Web Scraping with the Zyte API

Zyte is a data extraction platform, useful for web scraping and data processing at scale. It’s intended to simplify data collection and, based on my experience certainly does!

The extensive API documentation is a good place to start. There were three services that were of particular interest to me:

Each of these has a place in different workflows. I’ll dig into them below.

Why Zyte?

But first it’s worth considering why one would use a service like Zyte. Here are the ones that are relevant to me:

  1. efficiency and scale (infrastructure to allow a high volume of requests)
  2. bypassing challenges (handles CAPTCHAs and IP bans) ⭐
  3. browser automation (no need to run Selenium, Playwright or the like locally) ⭐
  4. data extraction (results in JSON rather than HTML)
  5. compliance (avoid legal issues or running foul of terms of service)
  6. proxies!

I’ve highlighted the most important items for me. Services like Cloudflare that throw up browser challenges can be rather belligerent. And it can also tedious to use browser automation to simply retrieve page content. The Zyte API has saved me a lot of time with challenging targets and helped me build simpler and more robust scrapers.
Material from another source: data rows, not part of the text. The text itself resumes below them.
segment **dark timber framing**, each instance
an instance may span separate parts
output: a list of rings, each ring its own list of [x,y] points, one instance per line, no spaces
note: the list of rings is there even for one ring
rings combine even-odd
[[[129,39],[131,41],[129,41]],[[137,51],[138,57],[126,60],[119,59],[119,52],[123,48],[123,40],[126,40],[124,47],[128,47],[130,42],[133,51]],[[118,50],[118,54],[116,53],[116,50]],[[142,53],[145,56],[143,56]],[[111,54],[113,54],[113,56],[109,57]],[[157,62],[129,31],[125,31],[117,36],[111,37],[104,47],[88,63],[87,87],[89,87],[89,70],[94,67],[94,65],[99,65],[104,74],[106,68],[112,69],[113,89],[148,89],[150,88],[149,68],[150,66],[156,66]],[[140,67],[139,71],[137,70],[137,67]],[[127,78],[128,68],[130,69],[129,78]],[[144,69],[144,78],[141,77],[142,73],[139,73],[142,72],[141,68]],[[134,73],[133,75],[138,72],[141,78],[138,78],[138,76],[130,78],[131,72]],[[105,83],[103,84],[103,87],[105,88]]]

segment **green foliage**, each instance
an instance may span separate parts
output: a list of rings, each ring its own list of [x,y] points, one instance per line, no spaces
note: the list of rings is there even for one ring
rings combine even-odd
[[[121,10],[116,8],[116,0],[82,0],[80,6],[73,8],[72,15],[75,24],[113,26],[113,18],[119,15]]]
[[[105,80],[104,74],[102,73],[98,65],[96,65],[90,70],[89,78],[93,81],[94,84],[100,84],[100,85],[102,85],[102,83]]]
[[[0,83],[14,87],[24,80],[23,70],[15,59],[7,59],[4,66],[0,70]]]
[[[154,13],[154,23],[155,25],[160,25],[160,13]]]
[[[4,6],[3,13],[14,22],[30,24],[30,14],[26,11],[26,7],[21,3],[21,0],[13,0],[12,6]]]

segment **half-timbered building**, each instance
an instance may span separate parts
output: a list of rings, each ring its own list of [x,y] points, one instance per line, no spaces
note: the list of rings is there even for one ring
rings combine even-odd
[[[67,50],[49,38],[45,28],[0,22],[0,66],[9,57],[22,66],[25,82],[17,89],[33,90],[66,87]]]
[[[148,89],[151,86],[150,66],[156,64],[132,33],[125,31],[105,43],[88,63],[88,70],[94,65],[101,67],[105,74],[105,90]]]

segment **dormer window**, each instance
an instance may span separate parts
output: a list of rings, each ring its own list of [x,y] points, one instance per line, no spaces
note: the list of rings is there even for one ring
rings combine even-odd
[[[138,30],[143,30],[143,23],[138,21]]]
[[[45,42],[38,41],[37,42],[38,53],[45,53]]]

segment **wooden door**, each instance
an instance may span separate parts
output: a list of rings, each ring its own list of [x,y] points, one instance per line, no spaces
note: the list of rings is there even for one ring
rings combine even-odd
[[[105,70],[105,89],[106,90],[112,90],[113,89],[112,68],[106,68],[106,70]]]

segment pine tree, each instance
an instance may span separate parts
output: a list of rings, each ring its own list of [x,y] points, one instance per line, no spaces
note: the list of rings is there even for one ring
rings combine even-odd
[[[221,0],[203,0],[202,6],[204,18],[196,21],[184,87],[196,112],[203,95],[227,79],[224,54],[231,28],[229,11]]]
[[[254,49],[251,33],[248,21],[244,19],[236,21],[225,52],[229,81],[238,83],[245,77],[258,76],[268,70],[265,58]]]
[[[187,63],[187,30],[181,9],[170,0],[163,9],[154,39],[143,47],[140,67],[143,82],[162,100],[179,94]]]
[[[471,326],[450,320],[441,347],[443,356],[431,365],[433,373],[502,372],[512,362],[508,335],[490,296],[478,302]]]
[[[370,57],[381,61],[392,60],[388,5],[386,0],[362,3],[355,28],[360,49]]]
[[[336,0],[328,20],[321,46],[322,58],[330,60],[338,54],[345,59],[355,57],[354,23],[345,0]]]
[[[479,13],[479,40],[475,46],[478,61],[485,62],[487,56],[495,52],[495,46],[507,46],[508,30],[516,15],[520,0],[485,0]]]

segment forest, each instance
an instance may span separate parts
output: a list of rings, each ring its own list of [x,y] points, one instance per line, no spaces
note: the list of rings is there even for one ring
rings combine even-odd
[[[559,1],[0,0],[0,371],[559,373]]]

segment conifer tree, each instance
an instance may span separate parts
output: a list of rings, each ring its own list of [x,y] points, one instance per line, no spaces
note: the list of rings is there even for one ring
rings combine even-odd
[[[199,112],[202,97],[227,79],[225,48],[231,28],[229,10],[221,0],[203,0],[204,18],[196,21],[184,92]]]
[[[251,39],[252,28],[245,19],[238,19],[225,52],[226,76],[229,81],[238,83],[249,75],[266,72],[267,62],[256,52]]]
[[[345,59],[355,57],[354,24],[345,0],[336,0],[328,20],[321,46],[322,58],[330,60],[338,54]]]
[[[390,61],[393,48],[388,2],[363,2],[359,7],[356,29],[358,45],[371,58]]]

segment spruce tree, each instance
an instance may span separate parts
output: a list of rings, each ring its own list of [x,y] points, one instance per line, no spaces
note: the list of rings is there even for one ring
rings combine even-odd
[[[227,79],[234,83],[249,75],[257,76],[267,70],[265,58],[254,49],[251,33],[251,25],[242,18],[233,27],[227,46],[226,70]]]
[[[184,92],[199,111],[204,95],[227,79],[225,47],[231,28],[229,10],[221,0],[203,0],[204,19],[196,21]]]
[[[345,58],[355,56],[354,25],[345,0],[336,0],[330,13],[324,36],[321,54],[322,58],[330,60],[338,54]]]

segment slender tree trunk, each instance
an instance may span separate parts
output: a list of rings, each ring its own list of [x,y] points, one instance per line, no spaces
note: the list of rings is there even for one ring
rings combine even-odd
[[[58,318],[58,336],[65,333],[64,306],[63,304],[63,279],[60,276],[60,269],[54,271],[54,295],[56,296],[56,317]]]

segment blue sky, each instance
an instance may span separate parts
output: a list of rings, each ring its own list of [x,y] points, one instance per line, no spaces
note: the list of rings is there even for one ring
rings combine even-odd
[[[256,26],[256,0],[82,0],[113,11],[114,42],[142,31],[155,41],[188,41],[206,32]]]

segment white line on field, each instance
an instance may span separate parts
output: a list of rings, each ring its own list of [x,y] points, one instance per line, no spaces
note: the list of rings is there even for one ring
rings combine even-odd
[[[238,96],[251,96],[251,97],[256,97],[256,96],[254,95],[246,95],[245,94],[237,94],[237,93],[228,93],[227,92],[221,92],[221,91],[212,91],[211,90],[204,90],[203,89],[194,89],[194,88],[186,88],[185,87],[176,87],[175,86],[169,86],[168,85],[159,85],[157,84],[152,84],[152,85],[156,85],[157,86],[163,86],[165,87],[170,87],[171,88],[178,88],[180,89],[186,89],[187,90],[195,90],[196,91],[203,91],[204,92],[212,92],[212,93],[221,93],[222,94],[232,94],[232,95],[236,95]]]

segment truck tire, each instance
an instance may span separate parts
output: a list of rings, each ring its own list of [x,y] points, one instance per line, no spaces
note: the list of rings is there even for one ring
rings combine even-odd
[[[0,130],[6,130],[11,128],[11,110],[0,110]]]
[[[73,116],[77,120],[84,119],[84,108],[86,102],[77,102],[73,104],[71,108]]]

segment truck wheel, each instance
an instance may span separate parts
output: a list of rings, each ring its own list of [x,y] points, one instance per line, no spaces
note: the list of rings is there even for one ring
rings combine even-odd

We’re going to try to extract price data from the UnivarSolutions site. This is an instructive target since the site is being served via Cloudflare.

UnivarSolutions product page for Diethylenetriamine.

Furthermore, some of the key content on the site is rendered via JavaScript. Below is the site with JavaScript disabled.

UnivarSolutions product page for Diethylenetriamine with JavaScript disabled.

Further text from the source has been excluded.